Distributional Private Information Retrieval

Ryan Lehmkuhl, Alexandra Henzinger, and Henry Corrigan-Gibbs

USENIX Security Symposium
August 13-15, 2025, Seattle Washington

Materials
Abstract

A private-information-retrieval (PIR) scheme lets a client fetch a record from a remote database without revealing which record it fetched. Classic PIR schemes treat all database records the same but, in practice, some database records are much more popular (i.e., commonly fetched) than others. We introduce distributional private information retrieval, a new type of PIR that can run faster than classic PIR—both asymptotically and concretely—when the popularity distribution is heavily skewed.
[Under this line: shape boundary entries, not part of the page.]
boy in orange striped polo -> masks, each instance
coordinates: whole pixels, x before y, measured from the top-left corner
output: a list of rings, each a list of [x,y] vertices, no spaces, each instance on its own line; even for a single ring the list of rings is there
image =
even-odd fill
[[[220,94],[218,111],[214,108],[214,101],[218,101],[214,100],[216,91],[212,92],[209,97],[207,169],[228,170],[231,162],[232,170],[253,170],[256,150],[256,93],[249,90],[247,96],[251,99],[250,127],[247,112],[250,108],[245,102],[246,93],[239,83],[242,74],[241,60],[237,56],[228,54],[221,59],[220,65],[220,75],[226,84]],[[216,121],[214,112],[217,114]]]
Distributional PIR provides exactly the same cryptographic privacy as classic PIR. The speedup comes from a relaxed form of correctness: distributional PIR guarantees that in-distribution queries succeed with good probability, while out-of-distribution queries succeed with lower probability.

We construct a distributional-PIR scheme that makes black-box use of classic PIR protocols, and prove that it is asymptotically optimal (up to log factors) among a large class of schemes in terms of the server-runtime it achieves. On two popularity distributions built from real-world data, distributional PIR reduces compute costs by 5-77× compared to existing techniques. Finally, we build CrowdSurf, an end-to-end system for privately fetching tweets, and show that distributional-PIR reduces the end-to-end server cost by 8×.